Il entendit Eidolon au loin ordonner à ses frères de rassembler les Gardiens sans les tuer, parce que Tay et Ky les voudraient probablement vivants. Soudain, un autre pricolici percuta Conall, et plus rien ne compta à part la bataille. Le craquement des os entre ses dents, le goût du sang sur sa langue.
Il ignorait depuis quand elle faisait rage quand il sentit une piqûre sur son flanc. Il tournoya sur lui-même à la recherche de son agresseur… Sin ?
Elle se trouvait à quelques mètres de là, une arbalète pointée sur lui. Une brûlure cuisante lui coupa le souffle tandis que ses membres se disloquaient jusqu’à ce que son corps reprenne forme humaine. Elle l’avait touché avec une fléchette morphante aegie, et bon sang, c’était douloureux de muter à une vitesse contre nature. Il tomba à genoux, la neige glacée lui éraflant la peau. Un grognement terrifiant résonna derrière lui, et Sin, se mouvant avec une grâce toute féline, lança une masse d’arme sur le warg avant de décocher une flèche à un deuxième assaillant. Les blessures ne leur seraient pas fatales, mais ils s’écroulèrent au sol, handicapés par ses coups bien placés.
— Tu es… sacrément douée, haleta-t-il.
Les joues de Sin, rosies par le froid, lui donnaient un air espiègle et enjoué. Elle lui jeta ses affaires.
— Je suis géniale, je sais. (Elle lui tendit la main.) Désolée pour la fléchette, mais Eidolon ne sait pas lequel de ces loups-garous est Luc, et il a besoin de toi.
Conall pouvait jouer les machos et refuser son aide, mais pour l’instant, il tenait à peine debout, souffrait de la dizaine de griffures et de morsures dont il avait écopé, et, en vérité, il aurait prétexté n’importe quoi pour la toucher.

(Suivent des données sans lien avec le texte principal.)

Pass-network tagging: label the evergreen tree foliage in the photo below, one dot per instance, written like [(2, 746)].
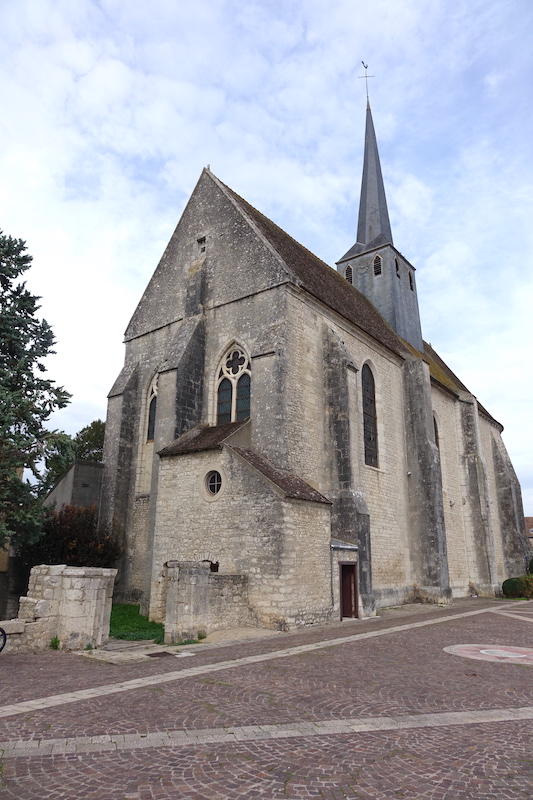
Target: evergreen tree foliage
[(27, 398), (89, 442)]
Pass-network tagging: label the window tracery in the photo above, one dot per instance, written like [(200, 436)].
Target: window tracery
[(233, 387), (370, 422)]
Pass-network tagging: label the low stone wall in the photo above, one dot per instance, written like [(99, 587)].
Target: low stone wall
[(68, 605), (198, 600)]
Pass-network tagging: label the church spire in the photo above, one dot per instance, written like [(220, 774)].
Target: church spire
[(373, 226), (373, 265)]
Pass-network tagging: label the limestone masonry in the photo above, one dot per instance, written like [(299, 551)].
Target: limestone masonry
[(282, 448)]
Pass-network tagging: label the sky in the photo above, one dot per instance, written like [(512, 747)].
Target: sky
[(111, 108)]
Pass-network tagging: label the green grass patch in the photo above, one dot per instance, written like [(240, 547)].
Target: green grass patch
[(126, 623)]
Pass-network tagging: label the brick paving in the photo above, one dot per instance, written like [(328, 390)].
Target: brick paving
[(374, 709)]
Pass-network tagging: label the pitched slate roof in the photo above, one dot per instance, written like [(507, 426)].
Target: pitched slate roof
[(319, 279), (201, 437), (291, 485)]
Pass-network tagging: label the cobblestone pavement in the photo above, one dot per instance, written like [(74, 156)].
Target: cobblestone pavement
[(372, 709)]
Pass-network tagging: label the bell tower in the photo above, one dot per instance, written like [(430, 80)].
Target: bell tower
[(373, 265)]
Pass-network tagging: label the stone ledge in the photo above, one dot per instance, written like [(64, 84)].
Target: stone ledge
[(13, 625)]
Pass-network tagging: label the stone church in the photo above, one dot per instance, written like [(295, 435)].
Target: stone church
[(282, 447)]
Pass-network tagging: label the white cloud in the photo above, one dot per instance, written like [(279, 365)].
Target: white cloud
[(114, 108)]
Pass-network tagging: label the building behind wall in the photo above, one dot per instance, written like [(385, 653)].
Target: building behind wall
[(281, 436)]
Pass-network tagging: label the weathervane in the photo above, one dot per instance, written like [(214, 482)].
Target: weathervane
[(366, 76)]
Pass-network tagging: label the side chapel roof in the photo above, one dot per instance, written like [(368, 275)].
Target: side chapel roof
[(212, 437)]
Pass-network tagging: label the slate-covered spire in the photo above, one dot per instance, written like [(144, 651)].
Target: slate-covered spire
[(373, 226)]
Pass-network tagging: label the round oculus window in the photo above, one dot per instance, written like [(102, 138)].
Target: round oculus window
[(213, 482)]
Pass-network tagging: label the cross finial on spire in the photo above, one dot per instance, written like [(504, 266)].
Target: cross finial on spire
[(366, 76)]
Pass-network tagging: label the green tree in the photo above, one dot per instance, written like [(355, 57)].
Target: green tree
[(89, 442), (27, 398)]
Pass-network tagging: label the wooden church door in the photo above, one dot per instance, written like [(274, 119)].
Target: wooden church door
[(348, 587)]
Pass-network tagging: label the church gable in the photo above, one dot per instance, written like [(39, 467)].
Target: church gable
[(214, 256)]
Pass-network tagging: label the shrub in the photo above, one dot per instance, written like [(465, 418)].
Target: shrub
[(71, 537), (518, 587)]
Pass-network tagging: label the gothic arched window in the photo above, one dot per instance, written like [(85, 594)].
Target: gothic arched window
[(152, 410), (370, 422), (233, 387), (436, 432)]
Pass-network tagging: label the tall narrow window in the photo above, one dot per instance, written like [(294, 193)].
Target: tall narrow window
[(152, 410), (243, 397), (233, 387), (370, 423)]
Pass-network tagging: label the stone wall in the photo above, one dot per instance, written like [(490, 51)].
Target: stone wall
[(71, 605), (199, 601)]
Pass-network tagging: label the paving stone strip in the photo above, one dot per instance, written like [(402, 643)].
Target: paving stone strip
[(184, 738), (137, 683)]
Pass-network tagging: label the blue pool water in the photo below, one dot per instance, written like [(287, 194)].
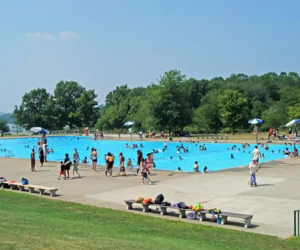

— La transformation n’est pas censée te soigner ?
Le monde commença à tourner autour de lui, et merde, il était de nouveau prêt à lui sauter dessus.
— Chacun guérit de façon différente en fonction de son espèce et de ses blessures. Crois-moi, cette mutation m’a fait un bien fou.
Pas autant qu’il l’aurait souhaité, mais au moins il ne saignait plus. Il poussa un grognement et se releva. Alentour, la bataille faisait rage, et Sin abattit un autre warg d’un coup par-dessus l’épaule tandis que Conall retirait la fléchette de sa cuisse pour la jeter par terre.
— Quelqu’un est allé voir dans la cabane de Luc ?
— Pas à ma connaissance. (Elle fronça les sourcils.) On dirait que les varcolac battent en retraite.
En effet. Le sol était jonché de cadavres et de wargs blessés, dont certains commençaient à reprendre apparence humaine à mesure que le conflit déclinait. Il enfila son jean et sa chemise.
— Viens. Allons fouiller la cabane.
Sin secoua la tête.
— Je vais rester aider mes frères. Vas-y, toi.
Sans lui laisser le temps de protester, elle s’éloigna en courant.
— Sin ! héla-t-il. Sois prudente. Tu as toujours des assassins aux trousses !
Elle le salua d’une main, et de l’autre, elle descendit un énième warg.
Seigneur ! Cette femelle allait finir par lui provoquer une crise cardiaque.